JOHN POSS should have been dead months ago. In March last year, the
53-year-old found he had an incurable form of gastrointestinal cancer. It was
spreading fast, eating him alive. When he arrived in Boston six months later to
take part in a clinical trial of a promising new drug, he couldn’t even walk the
four blocks from his hotel to the hospital.

The drug saved his life. After just 30 days, his tumours had almost halved in
size. Two months later he was back playing golf. Today there’s still no sign of
the cancer returning. And he’s not alone. The drug, Glivec, has produced so many
successes that the US Food and Drug Administration fast-tracked its approval,
allowing it to come to market just two and a half months after the review
process began. That’s the fastest endorsement for a cancer medication in the
agency’s history. Approval in Britain followed last month.

It’s no surprise that the world’s media leapt on the feel-good tales of such
patients, hailing Glivec as a miracle cure. Here, at last, it seemed we had
living proof that the “magic bullet” approach works—that it is possible
for a drug to seek out and destroy malignant cells without harming healthy
tissue. Gone would be the distressing side effects of radiation and
chemotherapy, the hair loss, nausea and infertility. A new era in cancer
treatment seemed to be dawning.

But well before the media hype, those working closely with the drug were
coming to see its limits. For every John Poss, there’s another patient with a
different incurable cancer that Glivec can’t touch. Sometimes patients would
relapse after a promising improvement. Some didn’t respond at all. The drug hit
the news again—this time with stories of dashed hopes.
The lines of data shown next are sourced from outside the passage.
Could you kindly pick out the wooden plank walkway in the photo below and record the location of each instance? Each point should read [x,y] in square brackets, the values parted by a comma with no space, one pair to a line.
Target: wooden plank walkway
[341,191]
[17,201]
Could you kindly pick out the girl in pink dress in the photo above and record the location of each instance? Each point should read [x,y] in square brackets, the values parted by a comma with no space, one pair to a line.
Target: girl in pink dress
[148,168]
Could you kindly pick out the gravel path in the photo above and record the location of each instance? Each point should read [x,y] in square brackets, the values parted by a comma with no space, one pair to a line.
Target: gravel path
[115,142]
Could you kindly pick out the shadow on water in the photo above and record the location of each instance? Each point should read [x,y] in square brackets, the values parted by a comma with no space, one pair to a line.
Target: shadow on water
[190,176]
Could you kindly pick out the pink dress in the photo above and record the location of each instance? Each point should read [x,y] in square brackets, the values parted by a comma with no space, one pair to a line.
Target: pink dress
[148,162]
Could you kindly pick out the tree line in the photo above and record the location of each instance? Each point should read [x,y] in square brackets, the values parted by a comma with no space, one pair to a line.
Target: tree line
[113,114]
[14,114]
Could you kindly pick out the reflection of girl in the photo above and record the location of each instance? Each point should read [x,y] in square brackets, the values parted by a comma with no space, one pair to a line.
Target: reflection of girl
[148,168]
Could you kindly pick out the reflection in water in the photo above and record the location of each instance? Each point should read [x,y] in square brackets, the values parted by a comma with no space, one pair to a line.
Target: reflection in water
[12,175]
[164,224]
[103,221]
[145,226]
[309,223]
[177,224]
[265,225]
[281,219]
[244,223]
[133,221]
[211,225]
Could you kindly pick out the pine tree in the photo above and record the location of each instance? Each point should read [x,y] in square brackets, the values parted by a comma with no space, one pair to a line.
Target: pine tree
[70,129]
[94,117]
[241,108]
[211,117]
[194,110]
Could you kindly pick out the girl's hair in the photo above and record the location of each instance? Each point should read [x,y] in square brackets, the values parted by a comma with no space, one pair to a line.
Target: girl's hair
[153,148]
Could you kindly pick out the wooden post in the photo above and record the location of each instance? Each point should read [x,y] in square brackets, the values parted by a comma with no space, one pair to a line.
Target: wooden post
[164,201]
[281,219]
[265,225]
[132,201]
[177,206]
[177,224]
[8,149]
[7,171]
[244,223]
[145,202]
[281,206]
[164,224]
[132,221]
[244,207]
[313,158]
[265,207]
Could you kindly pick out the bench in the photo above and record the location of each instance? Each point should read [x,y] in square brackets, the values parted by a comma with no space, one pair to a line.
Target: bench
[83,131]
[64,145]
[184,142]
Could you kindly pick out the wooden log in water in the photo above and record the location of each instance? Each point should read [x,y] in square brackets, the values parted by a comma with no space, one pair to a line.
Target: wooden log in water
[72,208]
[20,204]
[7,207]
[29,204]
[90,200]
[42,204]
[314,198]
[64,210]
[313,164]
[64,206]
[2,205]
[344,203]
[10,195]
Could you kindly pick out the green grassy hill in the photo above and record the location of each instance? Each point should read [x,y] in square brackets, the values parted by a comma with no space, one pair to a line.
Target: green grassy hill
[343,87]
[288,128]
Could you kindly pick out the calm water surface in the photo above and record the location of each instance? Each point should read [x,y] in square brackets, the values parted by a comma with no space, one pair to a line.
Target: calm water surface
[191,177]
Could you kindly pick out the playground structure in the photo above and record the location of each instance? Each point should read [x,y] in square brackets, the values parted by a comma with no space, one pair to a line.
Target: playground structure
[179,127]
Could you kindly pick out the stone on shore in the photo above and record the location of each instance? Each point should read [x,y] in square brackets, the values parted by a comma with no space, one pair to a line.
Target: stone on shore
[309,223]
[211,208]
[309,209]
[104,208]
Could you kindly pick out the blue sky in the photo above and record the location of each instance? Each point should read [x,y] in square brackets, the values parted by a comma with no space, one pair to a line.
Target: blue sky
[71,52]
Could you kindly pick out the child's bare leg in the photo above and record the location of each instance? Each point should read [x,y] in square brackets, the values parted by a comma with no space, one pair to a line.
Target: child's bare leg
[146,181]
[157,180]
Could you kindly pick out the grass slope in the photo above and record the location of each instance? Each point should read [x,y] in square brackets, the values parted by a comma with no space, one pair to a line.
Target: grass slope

But ironically, it is Glivec’s failings as much as its successes that now
seem to be driving the revolution that cancer treatment so desperately needs.
Such a wave of excitement and introspection has not swept through the field in
years. Understanding why some patients taking Glivec relapse has led to a deeper
understanding of how cancers work, and how they might be beaten. The drug might
not give us the simple miracle cure we were hoping for, but it might well help
scientists find ways to make cancer something we can live with.

Glivec is the first of a new breed of drugs that embody the “smart bomb”
approach to treating cancer. “It’s a proof of principle,” says Stephen Nimer,
head of haematological oncology at the Memorial Sloan-Kettering Cancer Center in
New York. “This is an example of how understanding the biology of the disease
allows you to develop treatments specific to the disease.”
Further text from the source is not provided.